The aim of the automated, diagnostic pipeline is to identify a few, potentially causative candidate variants, from the millions in a whole genome, through removal of extremely unlikely candidates (filtering) and identification of the most likely in the remainder (prioritization). This allows the GMCs to efficiently perform manual, clinical interpretation and issue a diagnostic report. The virtual panel-based pipeline identified 322 (66%) of the 490 SNV/indel-based diagnoses from the genomes, with a high positive predictive value given the millions of variants in the whole genomes: of 1041 of returned candidate variants, 291 (28%) proved to be diagnostic. We re-ran this analysis in December 2019 to assess the impact of using updated versions of the virtual panels containing the latest disease gene discoveries, improved virtual panel selection based on the patient’s phenotype and advances in variant filtering strategies, e.g. allowing for incomplete penetrance where suspected. This increased the number of genetic diagnoses detected from 322 to 377 (77%) with a positive predictive value of 15% (Figure 2d), demonstrating effective filtering and prioritization of the variants with only a median of 1 (IQR 0-2) candidate variant in panels returned to the clinicians at the GMCs per case (Table 3). Ongoing evolution of the virtual panels with new disease genes is expected to continue increasing the yield from this approach.
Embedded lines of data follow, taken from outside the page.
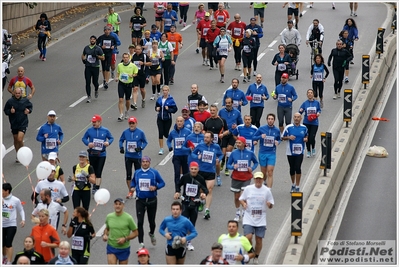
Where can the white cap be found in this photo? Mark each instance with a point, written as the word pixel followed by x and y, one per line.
pixel 52 155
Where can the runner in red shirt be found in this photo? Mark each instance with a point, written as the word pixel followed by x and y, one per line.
pixel 202 29
pixel 237 29
pixel 221 16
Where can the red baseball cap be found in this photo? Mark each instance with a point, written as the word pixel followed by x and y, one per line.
pixel 132 119
pixel 96 117
pixel 242 139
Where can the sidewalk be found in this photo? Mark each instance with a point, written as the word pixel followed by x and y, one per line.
pixel 25 43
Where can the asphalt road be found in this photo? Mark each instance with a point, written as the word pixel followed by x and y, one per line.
pixel 60 84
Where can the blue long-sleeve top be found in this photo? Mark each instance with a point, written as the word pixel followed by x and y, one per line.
pixel 283 92
pixel 97 136
pixel 232 116
pixel 257 91
pixel 258 29
pixel 310 107
pixel 237 95
pixel 239 157
pixel 247 132
pixel 143 179
pixel 178 136
pixel 134 139
pixel 54 132
pixel 179 226
pixel 267 145
pixel 164 114
pixel 209 153
pixel 118 42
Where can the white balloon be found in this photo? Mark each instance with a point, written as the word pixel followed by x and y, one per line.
pixel 43 170
pixel 3 151
pixel 25 155
pixel 102 196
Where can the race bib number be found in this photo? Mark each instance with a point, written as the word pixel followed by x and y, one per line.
pixel 144 184
pixel 131 146
pixel 191 190
pixel 237 31
pixel 98 144
pixel 193 104
pixel 179 141
pixel 281 67
pixel 137 27
pixel 77 243
pixel 124 77
pixel 282 98
pixel 256 98
pixel 137 63
pixel 207 156
pixel 107 44
pixel 168 22
pixel 91 59
pixel 318 76
pixel 296 149
pixel 242 165
pixel 51 143
pixel 268 141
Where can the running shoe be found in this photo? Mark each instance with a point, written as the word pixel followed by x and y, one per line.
pixel 207 215
pixel 218 180
pixel 153 239
pixel 190 247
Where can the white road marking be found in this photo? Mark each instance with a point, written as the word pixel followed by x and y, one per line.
pixel 167 158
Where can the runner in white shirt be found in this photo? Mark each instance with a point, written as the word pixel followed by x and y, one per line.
pixel 255 199
pixel 11 205
pixel 54 209
pixel 58 191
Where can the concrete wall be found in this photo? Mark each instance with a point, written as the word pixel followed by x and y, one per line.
pixel 320 202
pixel 18 17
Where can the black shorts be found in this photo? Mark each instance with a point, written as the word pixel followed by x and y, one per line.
pixel 139 81
pixel 137 34
pixel 213 6
pixel 8 235
pixel 203 43
pixel 179 253
pixel 293 11
pixel 124 89
pixel 208 176
pixel 259 12
pixel 228 140
pixel 15 131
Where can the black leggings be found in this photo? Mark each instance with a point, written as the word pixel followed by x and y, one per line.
pixel 295 163
pixel 255 55
pixel 183 12
pixel 318 87
pixel 98 164
pixel 165 71
pixel 163 127
pixel 312 130
pixel 211 57
pixel 79 196
pixel 237 53
pixel 256 114
pixel 141 207
pixel 129 162
pixel 91 75
pixel 338 78
pixel 190 213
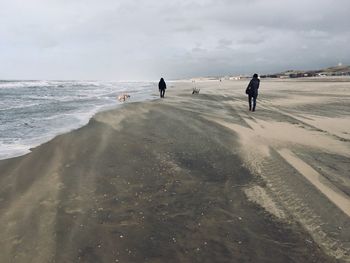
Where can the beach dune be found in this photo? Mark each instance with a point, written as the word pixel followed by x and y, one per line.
pixel 189 178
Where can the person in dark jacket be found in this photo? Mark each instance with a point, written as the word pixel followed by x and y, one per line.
pixel 162 87
pixel 252 91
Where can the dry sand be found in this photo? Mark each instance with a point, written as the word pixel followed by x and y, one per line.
pixel 189 178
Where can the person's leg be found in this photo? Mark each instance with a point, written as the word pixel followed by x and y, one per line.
pixel 250 102
pixel 254 103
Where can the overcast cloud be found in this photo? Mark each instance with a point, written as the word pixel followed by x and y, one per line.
pixel 145 39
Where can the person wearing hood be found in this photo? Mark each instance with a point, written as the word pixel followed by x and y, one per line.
pixel 162 87
pixel 252 91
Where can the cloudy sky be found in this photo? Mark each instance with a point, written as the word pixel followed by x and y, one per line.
pixel 145 39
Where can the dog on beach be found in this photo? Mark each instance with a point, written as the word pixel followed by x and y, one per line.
pixel 123 97
pixel 195 91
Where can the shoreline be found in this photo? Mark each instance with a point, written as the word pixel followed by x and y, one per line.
pixel 190 178
pixel 24 148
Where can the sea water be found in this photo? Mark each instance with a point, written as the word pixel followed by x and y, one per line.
pixel 33 112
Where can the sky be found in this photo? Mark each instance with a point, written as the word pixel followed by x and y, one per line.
pixel 146 39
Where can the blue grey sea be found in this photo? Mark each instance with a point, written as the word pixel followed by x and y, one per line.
pixel 33 112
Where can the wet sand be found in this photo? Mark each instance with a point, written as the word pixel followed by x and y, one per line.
pixel 189 178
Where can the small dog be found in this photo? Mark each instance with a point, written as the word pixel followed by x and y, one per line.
pixel 195 91
pixel 123 97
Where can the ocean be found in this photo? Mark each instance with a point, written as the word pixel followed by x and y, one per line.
pixel 33 112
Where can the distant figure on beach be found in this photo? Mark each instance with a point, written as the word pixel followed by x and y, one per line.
pixel 162 87
pixel 252 91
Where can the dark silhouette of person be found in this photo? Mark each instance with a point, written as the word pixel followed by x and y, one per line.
pixel 252 91
pixel 162 87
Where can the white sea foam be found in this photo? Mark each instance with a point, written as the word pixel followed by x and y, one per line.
pixel 33 112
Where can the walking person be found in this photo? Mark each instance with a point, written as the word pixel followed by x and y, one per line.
pixel 252 91
pixel 162 87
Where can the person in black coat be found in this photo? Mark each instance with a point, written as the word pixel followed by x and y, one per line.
pixel 252 91
pixel 162 87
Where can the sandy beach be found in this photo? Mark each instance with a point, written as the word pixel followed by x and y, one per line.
pixel 190 178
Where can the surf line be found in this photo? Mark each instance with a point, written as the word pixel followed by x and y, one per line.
pixel 339 199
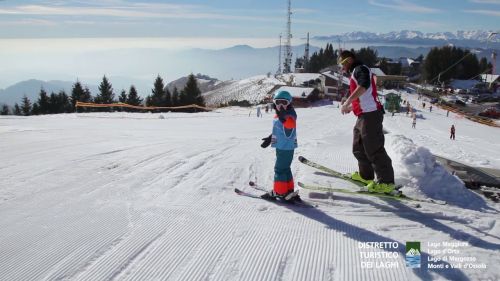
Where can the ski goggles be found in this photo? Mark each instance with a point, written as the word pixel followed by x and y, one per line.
pixel 281 103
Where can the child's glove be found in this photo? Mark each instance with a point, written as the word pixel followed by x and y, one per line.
pixel 266 142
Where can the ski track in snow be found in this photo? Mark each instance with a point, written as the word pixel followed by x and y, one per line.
pixel 100 198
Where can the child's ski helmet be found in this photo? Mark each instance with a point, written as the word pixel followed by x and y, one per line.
pixel 283 95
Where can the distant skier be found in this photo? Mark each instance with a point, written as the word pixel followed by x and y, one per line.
pixel 284 139
pixel 259 113
pixel 368 139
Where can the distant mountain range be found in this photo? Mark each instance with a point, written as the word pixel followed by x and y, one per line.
pixel 238 62
pixel 31 88
pixel 476 38
pixel 205 83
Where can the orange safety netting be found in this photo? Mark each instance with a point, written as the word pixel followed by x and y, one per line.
pixel 121 104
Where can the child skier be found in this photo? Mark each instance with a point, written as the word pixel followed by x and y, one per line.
pixel 284 139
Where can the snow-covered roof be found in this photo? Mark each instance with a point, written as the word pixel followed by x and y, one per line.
pixel 463 84
pixel 488 78
pixel 299 78
pixel 377 71
pixel 297 92
pixel 405 62
pixel 335 76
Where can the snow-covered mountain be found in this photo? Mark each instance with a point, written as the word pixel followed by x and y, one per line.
pixel 132 196
pixel 465 38
pixel 253 89
pixel 205 83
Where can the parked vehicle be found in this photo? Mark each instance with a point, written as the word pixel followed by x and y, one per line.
pixel 490 112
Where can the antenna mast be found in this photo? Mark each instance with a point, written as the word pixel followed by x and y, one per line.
pixel 306 55
pixel 279 57
pixel 288 45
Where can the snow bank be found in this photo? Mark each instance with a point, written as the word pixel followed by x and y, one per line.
pixel 417 170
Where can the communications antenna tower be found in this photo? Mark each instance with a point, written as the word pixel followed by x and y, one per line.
pixel 288 45
pixel 279 57
pixel 306 55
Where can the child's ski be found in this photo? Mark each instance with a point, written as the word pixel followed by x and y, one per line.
pixel 402 197
pixel 330 172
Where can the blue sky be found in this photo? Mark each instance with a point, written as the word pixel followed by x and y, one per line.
pixel 85 39
pixel 238 18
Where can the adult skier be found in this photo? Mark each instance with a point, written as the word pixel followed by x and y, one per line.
pixel 368 136
pixel 284 139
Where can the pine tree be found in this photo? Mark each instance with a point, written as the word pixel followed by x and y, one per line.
pixel 5 110
pixel 158 93
pixel 43 102
pixel 35 110
pixel 87 97
pixel 77 94
pixel 168 98
pixel 53 104
pixel 133 98
pixel 17 109
pixel 106 95
pixel 192 93
pixel 26 106
pixel 123 96
pixel 64 102
pixel 175 97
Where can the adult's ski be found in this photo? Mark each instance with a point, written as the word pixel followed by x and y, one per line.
pixel 401 197
pixel 329 171
pixel 301 203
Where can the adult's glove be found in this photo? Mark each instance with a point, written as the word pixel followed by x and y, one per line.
pixel 266 142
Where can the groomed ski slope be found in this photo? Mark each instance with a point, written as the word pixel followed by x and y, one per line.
pixel 123 196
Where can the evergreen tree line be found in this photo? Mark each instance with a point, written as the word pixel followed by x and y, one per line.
pixel 62 103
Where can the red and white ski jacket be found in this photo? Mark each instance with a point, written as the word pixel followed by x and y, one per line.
pixel 368 101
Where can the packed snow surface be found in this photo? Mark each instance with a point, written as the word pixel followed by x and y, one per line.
pixel 130 196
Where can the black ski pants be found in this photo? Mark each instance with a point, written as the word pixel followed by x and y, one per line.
pixel 368 148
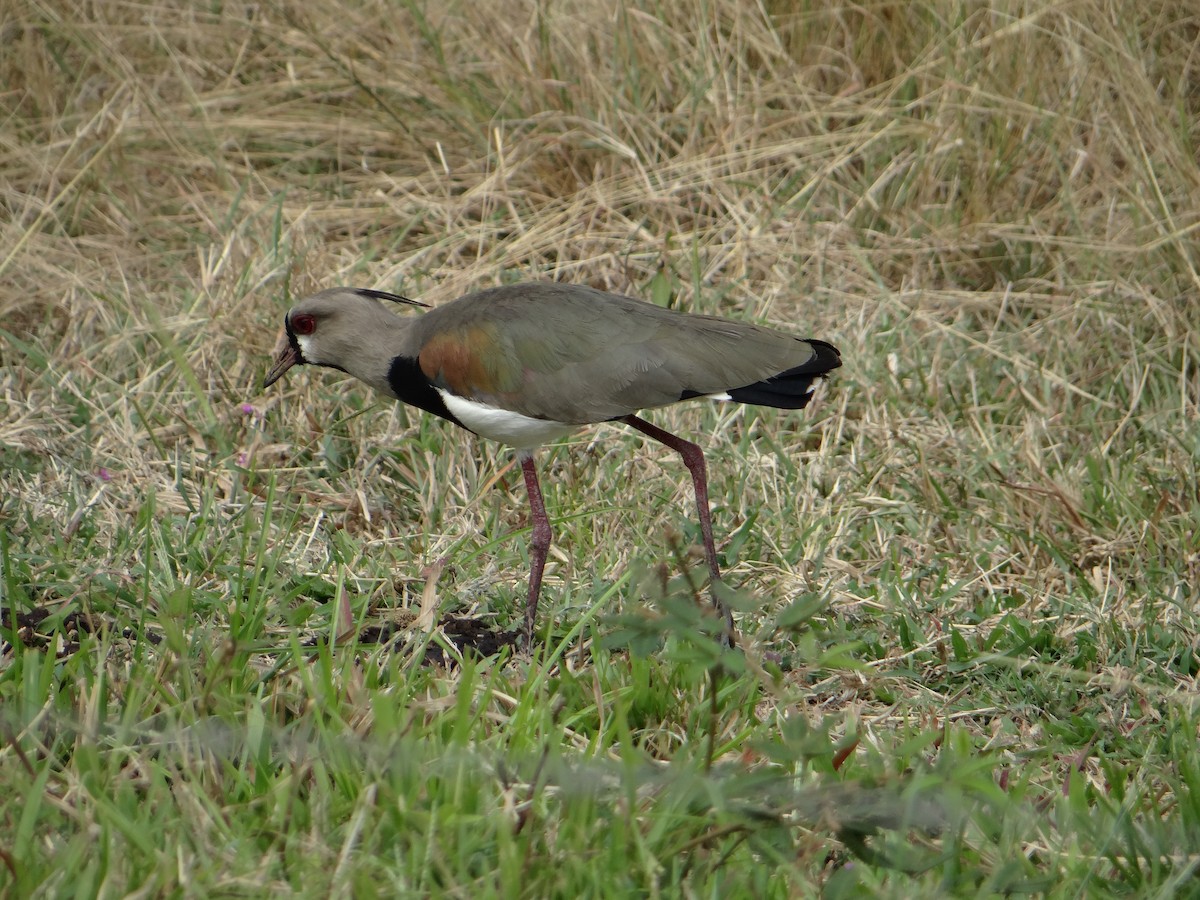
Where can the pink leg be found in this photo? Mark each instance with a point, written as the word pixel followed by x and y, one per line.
pixel 540 543
pixel 694 459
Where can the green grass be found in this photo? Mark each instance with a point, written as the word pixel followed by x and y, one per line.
pixel 965 577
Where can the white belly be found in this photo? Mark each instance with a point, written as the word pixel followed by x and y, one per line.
pixel 513 429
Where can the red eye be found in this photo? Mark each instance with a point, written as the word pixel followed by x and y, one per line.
pixel 304 324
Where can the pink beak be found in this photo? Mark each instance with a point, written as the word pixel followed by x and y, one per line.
pixel 285 359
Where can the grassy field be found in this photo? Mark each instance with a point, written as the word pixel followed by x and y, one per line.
pixel 966 577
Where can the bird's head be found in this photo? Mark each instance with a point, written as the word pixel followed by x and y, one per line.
pixel 333 328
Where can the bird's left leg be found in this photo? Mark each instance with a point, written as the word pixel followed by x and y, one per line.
pixel 694 459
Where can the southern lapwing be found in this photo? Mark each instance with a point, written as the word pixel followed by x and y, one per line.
pixel 527 364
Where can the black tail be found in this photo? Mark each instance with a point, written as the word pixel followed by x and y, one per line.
pixel 792 388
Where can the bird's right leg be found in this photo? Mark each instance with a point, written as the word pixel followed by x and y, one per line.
pixel 540 543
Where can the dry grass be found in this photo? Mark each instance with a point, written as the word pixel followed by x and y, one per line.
pixel 991 210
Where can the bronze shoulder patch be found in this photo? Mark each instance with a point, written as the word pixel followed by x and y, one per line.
pixel 467 361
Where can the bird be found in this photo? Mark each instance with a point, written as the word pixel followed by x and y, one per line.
pixel 527 364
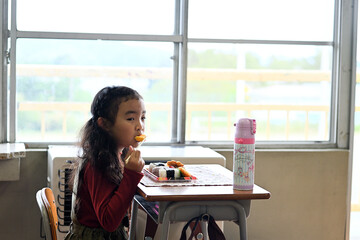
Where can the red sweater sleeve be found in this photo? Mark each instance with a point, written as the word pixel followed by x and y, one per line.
pixel 110 202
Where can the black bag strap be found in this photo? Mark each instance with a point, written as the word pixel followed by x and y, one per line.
pixel 214 231
pixel 183 232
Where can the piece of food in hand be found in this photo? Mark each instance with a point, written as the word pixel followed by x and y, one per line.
pixel 184 172
pixel 140 138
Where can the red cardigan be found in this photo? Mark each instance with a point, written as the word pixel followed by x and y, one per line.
pixel 103 204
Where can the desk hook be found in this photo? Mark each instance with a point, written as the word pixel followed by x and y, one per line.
pixel 205 217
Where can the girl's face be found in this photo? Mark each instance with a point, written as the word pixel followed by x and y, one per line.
pixel 129 123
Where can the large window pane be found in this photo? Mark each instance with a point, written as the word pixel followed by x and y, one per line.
pixel 105 16
pixel 285 88
pixel 262 19
pixel 57 80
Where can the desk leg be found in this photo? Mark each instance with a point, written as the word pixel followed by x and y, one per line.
pixel 134 208
pixel 242 222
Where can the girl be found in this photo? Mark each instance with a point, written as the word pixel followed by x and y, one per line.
pixel 103 184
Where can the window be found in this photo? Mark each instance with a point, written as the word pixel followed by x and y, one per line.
pixel 200 66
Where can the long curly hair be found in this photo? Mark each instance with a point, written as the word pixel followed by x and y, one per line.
pixel 97 146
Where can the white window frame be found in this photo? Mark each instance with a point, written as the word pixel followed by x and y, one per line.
pixel 344 43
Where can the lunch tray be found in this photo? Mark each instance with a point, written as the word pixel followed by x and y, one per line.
pixel 161 179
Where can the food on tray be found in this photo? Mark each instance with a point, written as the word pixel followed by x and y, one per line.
pixel 184 172
pixel 153 165
pixel 140 138
pixel 174 163
pixel 171 170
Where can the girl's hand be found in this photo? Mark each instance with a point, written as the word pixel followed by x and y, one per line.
pixel 135 163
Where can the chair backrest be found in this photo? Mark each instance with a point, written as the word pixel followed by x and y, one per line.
pixel 47 205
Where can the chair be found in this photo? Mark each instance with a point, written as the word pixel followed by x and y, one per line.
pixel 46 201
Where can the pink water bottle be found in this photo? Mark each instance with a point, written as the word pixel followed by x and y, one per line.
pixel 244 154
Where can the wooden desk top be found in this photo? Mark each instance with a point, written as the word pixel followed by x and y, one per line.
pixel 201 193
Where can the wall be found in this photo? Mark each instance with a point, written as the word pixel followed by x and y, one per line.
pixel 308 196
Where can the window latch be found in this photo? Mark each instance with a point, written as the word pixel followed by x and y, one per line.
pixel 7 56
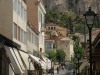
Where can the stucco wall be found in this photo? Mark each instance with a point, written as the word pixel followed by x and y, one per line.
pixel 6 17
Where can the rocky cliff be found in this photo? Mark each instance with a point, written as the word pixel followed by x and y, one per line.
pixel 75 5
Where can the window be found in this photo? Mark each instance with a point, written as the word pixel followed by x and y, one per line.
pixel 18 37
pixel 19 34
pixel 15 30
pixel 48 28
pixel 54 28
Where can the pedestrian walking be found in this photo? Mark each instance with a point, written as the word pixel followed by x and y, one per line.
pixel 52 71
pixel 57 70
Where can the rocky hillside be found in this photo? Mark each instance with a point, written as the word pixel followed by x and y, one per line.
pixel 74 5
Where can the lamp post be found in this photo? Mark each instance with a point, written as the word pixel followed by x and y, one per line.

Phenotype-based prioritization using Exomiser detected 77%, 86%, and 88% of these diagnoses in the top, top 3 and top 5 ranked candidates respectively (Figure 2d). Exomiser and use of virtual panels were complementary, with 92% of these diagnoses re-called when used combined (last blue bar in Figure 2d). Precision phenotyping of our patients was essential both for Exomiser and for the selection of additional virtual panels, without which only 54% of these diagnoses would have been prioritized in the recruited disease virtual panel and presented to the GMCs as a likely candidate (first blue bar in Figure 2d).

Research-based Diagnoses

14% of the genetic diagnoses required research outside the diagnostic pipeline (Figure 1). This research involved comparisons with the genome sequences and clinical data in our research environment, with validation using wet bench orthogonal tests and in-silico approaches (Table S7 in the Supplementary Appendix). Additional diagnoses were made by screening for the presence of de novo variants in highly constrained coding regions[16]. These diagnoses included a de novo EBF3 missense variant in a patient with hereditary ataxia. Mitochondrial genome analysis, taking into account heteroplasmy, detected 4 new diagnoses as well as the 9 that had already been detected by the main pipeline). Twelve probands had intronic splicing variants prioritized by Exomiser due to the known pathogenic status of these variants in ClinVar.[23] Nine novel non-coding diagnoses involving previously undescribed variants required exploration of the whole genome and in vitro functional validation via reverse transcription polymerase chain reaction, mini-gene, or luciferase assays.[24,25,26] Here, unsolved probands were queried for non-coding variants affecting genes in the applied virtual panels, either alone, or in compound heterozygosity with loss-of-function variants. These were identified using either Genomiser or, for retinal disorder probands, systematic analysis of the untranslated regions, promoter or introns. A further 43 probands were fully or partially explained by structural variants or simple tandem repeat expansions in the genes HTT or FXN in probands with hereditary spastic paraplegia.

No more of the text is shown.